Deploying AutoGluon Models with KServe
This guide explains how to deploy an AutoGluon TabularPredictor model with KServe using the autogluon model format and the kserve-autogluonserver runtime.
Prerequisites
Before you begin, make sure you have:
- A Kubernetes cluster with KServe installed.
- Access to a storage backend reachable by your cluster (for example, GCS, S3, or Azure Blob).
- A model saved with
TabularPredictor.save(path).
AutoGluon models must be stored as a directory generated by TabularPredictor.save(path), not as a single file artifact.
Deploy the Model with REST Endpoint
Create an InferenceService with explicit runtime selection:
apiVersion: "serving.kserve.io/v1beta1"
kind: "InferenceService"
metadata:
name: "autogluon-titanic"
spec:
predictor:
model:
modelFormat:
name: autogluon
protocolVersion: v2
runtime: kserve-autogluonserver
storageUri: "gs://your-bucket/autogluon-model/"
resources:
requests:
cpu: "100m"
memory: "1Gi"
limits:
cpu: "1"
memory: "2Gi"
Apply the manifest:
kubectl apply -f autogluon.yaml
The kserve-autogluonserver runtime may not be installed by default in every release bundle. Verify that the ClusterServingRuntime exists in your cluster before deploying the InferenceService.
Run Inference
First, determine the ingress IP and ports, then set INGRESS_HOST and INGRESS_PORT.
REST v1 Example
{
"instances": [
{
"PassengerId": 1,
"Pclass": 3,
"Sex": "male"
},
{
"PassengerId": 2,
"Pclass": 1,
"Sex": "female"
}
]
}
SERVICE_HOSTNAME=$(kubectl get inferenceservice autogluon-titanic -o jsonpath='{.status.url}' | cut -d "/" -f 3)
curl -v \
-H "Host: ${SERVICE_HOSTNAME}" \
-H "Content-Type: application/json" \
-d @./autogluon-input-v1.json \
http://${INGRESS_HOST}:${INGRESS_PORT}/v1/models/autogluon-titanic:predict
REST v2 Example
For v2 requests, provide one input tensor per feature. Each tensor name must match the feature name expected by the model, and all features must have a consistent batch length.
{
"inputs": [
{ "name": "PassengerId", "shape": [2], "datatype": "INT64", "data": [1, 2] },
{ "name": "Pclass", "shape": [2], "datatype": "INT64", "data": [3, 1] },
{ "name": "Sex", "shape": [2], "datatype": "BYTES", "data": ["male", "female"] }
]
}
SERVICE_HOSTNAME=$(kubectl get inferenceservice autogluon-titanic -o jsonpath='{.status.url}' | cut -d "/" -f 3)
curl -v \
-H "Host: ${SERVICE_HOSTNAME}" \
-H "Content-Type: application/json" \
-d @./autogluon-input-v2.json \
http://${INGRESS_HOST}:${INGRESS_PORT}/v2/models/autogluon-titanic/infer
Expected response:
{
"model_name": "autogluon-titanic",
"outputs": [
{ "name": "predictions", "datatype": "INT64", "shape": [2], "data": [1, 0] }
]
}
Prediction Probabilities
The AutoGluon runtime supports returning probabilities via the PREDICT_PROBA=true environment setting in the runtime container configuration.

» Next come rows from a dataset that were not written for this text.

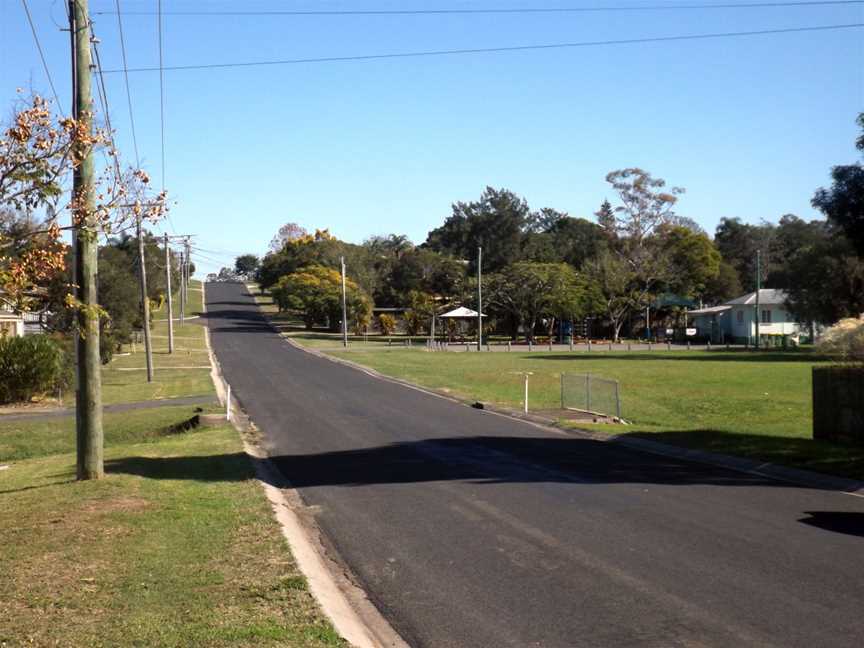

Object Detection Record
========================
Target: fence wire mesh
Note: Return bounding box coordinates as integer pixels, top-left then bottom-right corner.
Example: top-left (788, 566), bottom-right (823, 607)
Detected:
top-left (561, 373), bottom-right (621, 418)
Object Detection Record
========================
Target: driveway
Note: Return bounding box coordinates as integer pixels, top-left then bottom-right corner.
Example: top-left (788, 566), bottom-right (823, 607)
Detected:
top-left (206, 283), bottom-right (864, 648)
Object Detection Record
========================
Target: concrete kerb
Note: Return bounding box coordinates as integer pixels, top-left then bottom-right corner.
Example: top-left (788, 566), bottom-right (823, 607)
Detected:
top-left (282, 335), bottom-right (864, 497)
top-left (202, 284), bottom-right (408, 648)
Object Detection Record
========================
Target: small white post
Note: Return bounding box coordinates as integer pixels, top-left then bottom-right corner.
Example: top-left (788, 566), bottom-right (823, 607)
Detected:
top-left (225, 385), bottom-right (231, 421)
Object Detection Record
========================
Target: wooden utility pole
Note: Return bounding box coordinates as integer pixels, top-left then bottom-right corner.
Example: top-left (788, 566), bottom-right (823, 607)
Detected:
top-left (163, 233), bottom-right (174, 353)
top-left (180, 252), bottom-right (186, 326)
top-left (477, 247), bottom-right (483, 351)
top-left (69, 0), bottom-right (105, 479)
top-left (339, 257), bottom-right (348, 347)
top-left (135, 216), bottom-right (153, 382)
top-left (756, 250), bottom-right (762, 349)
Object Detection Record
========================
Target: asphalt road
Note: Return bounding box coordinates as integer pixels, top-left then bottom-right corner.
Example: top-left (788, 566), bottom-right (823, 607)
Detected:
top-left (207, 284), bottom-right (864, 648)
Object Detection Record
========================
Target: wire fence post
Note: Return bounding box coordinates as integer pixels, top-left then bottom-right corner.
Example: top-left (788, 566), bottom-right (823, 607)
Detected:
top-left (561, 371), bottom-right (564, 409)
top-left (585, 374), bottom-right (591, 412)
top-left (225, 385), bottom-right (231, 421)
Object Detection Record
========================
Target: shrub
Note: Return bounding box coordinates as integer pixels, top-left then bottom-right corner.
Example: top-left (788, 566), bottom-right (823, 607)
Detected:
top-left (0, 335), bottom-right (69, 403)
top-left (819, 317), bottom-right (864, 362)
top-left (376, 313), bottom-right (396, 335)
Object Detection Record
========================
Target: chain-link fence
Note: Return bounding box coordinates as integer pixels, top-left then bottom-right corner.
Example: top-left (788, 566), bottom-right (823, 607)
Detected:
top-left (561, 373), bottom-right (621, 418)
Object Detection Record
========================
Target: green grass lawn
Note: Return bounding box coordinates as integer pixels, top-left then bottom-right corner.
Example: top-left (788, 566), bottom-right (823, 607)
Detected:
top-left (324, 347), bottom-right (864, 478)
top-left (0, 282), bottom-right (345, 648)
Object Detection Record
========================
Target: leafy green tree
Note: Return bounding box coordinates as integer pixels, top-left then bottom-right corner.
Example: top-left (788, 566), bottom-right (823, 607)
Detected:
top-left (404, 290), bottom-right (435, 335)
top-left (270, 223), bottom-right (309, 252)
top-left (425, 187), bottom-right (530, 273)
top-left (234, 254), bottom-right (261, 275)
top-left (714, 218), bottom-right (775, 292)
top-left (659, 225), bottom-right (721, 297)
top-left (548, 218), bottom-right (609, 270)
top-left (701, 259), bottom-right (744, 304)
top-left (585, 250), bottom-right (636, 342)
top-left (375, 313), bottom-right (396, 335)
top-left (487, 261), bottom-right (589, 339)
top-left (783, 221), bottom-right (864, 324)
top-left (812, 112), bottom-right (864, 256)
top-left (271, 265), bottom-right (372, 331)
top-left (594, 200), bottom-right (618, 235)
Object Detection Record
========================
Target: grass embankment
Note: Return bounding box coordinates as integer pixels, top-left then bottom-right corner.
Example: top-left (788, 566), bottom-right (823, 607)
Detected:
top-left (0, 282), bottom-right (344, 647)
top-left (246, 283), bottom-right (426, 351)
top-left (250, 286), bottom-right (864, 479)
top-left (333, 349), bottom-right (864, 478)
top-left (96, 281), bottom-right (214, 405)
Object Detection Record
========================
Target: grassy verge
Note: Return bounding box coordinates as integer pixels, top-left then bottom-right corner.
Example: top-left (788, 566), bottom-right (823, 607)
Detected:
top-left (0, 282), bottom-right (345, 648)
top-left (0, 428), bottom-right (343, 647)
top-left (318, 349), bottom-right (864, 478)
top-left (98, 281), bottom-right (214, 405)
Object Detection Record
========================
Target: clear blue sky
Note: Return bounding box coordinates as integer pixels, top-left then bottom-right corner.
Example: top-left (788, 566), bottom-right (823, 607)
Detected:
top-left (0, 0), bottom-right (864, 271)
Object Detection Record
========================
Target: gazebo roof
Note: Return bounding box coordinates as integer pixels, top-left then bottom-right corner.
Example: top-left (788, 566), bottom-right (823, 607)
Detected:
top-left (438, 306), bottom-right (486, 319)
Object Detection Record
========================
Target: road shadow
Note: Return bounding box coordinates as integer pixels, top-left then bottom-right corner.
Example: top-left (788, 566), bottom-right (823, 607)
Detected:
top-left (106, 436), bottom-right (812, 489)
top-left (622, 429), bottom-right (864, 479)
top-left (798, 511), bottom-right (864, 538)
top-left (521, 349), bottom-right (831, 363)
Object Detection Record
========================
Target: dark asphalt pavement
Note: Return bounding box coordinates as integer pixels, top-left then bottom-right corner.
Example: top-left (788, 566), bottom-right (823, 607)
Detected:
top-left (207, 283), bottom-right (864, 648)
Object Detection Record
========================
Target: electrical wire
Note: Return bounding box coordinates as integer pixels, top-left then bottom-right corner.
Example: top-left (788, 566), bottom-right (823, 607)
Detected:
top-left (99, 23), bottom-right (864, 74)
top-left (155, 0), bottom-right (177, 234)
top-left (158, 0), bottom-right (165, 191)
top-left (114, 0), bottom-right (141, 167)
top-left (94, 0), bottom-right (864, 16)
top-left (21, 0), bottom-right (63, 113)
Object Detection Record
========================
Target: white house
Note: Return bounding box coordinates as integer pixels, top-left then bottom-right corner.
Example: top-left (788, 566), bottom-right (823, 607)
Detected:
top-left (688, 288), bottom-right (801, 343)
top-left (0, 303), bottom-right (24, 339)
top-left (0, 294), bottom-right (48, 338)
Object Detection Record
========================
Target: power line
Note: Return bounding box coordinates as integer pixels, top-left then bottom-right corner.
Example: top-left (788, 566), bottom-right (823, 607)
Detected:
top-left (114, 0), bottom-right (141, 167)
top-left (94, 0), bottom-right (864, 16)
top-left (158, 0), bottom-right (165, 191)
top-left (21, 0), bottom-right (63, 113)
top-left (99, 23), bottom-right (864, 75)
top-left (155, 0), bottom-right (177, 234)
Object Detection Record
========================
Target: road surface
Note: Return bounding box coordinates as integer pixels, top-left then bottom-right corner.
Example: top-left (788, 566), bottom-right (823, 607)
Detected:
top-left (206, 283), bottom-right (864, 648)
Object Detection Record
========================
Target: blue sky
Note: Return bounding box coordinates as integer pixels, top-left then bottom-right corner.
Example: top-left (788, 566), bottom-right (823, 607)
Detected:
top-left (0, 0), bottom-right (864, 271)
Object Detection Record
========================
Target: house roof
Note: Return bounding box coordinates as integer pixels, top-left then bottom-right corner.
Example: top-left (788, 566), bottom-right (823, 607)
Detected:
top-left (726, 288), bottom-right (786, 306)
top-left (687, 306), bottom-right (732, 315)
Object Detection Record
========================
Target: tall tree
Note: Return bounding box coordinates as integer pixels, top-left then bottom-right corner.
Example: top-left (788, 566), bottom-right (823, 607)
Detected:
top-left (487, 261), bottom-right (588, 339)
top-left (658, 225), bottom-right (721, 297)
top-left (425, 187), bottom-right (530, 273)
top-left (812, 112), bottom-right (864, 256)
top-left (714, 218), bottom-right (775, 292)
top-left (234, 254), bottom-right (261, 275)
top-left (782, 221), bottom-right (864, 324)
top-left (270, 223), bottom-right (309, 252)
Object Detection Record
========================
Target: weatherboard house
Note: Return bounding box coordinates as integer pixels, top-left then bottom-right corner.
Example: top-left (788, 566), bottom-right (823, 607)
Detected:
top-left (687, 288), bottom-right (800, 344)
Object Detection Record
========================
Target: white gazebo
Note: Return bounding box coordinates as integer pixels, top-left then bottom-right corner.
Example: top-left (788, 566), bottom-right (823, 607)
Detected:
top-left (431, 306), bottom-right (486, 340)
top-left (438, 306), bottom-right (486, 319)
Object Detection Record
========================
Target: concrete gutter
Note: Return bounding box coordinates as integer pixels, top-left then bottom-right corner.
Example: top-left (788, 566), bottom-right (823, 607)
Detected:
top-left (201, 283), bottom-right (408, 648)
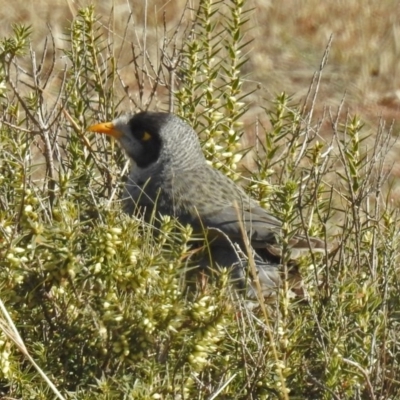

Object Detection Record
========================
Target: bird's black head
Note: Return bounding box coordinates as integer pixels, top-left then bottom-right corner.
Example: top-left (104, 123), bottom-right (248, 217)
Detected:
top-left (89, 111), bottom-right (205, 168)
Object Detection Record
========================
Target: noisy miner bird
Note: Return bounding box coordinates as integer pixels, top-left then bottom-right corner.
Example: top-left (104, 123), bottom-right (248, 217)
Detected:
top-left (88, 111), bottom-right (325, 298)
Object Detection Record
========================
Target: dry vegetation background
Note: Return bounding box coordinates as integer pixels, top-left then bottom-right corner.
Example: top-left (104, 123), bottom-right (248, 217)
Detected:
top-left (0, 0), bottom-right (400, 136)
top-left (0, 0), bottom-right (400, 400)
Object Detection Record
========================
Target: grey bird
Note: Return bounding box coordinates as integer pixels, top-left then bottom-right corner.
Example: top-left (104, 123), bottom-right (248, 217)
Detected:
top-left (88, 111), bottom-right (325, 298)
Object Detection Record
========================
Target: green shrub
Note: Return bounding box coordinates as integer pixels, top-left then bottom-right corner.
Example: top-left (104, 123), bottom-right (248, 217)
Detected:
top-left (0, 1), bottom-right (400, 399)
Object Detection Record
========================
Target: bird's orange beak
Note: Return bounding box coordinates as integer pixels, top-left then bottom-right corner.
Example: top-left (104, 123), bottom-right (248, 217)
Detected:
top-left (87, 122), bottom-right (122, 139)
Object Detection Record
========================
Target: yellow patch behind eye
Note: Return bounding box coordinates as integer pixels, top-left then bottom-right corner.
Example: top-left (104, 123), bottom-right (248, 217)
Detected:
top-left (142, 132), bottom-right (151, 142)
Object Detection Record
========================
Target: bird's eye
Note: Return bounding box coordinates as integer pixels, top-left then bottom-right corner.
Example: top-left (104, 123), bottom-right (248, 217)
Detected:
top-left (142, 131), bottom-right (151, 142)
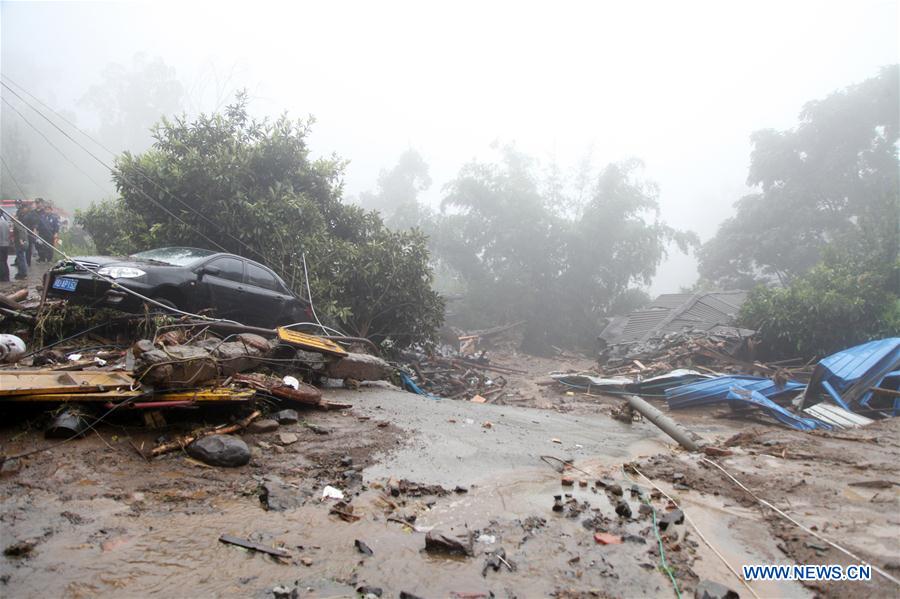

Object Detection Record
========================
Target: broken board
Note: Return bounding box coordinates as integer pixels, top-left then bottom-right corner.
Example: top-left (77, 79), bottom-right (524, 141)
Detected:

When probability output is enabled, output schema differs from class prediction output.
Troubleshooting
- Ensure
storageUripoints to a directory created byTabularPredictor.save(path). - For v2 requests, verify each feature is provided as a separate tensor with matching batch length.
- If no runtime is selected automatically, set
runtime: kserve-autogluonserverexplicitly.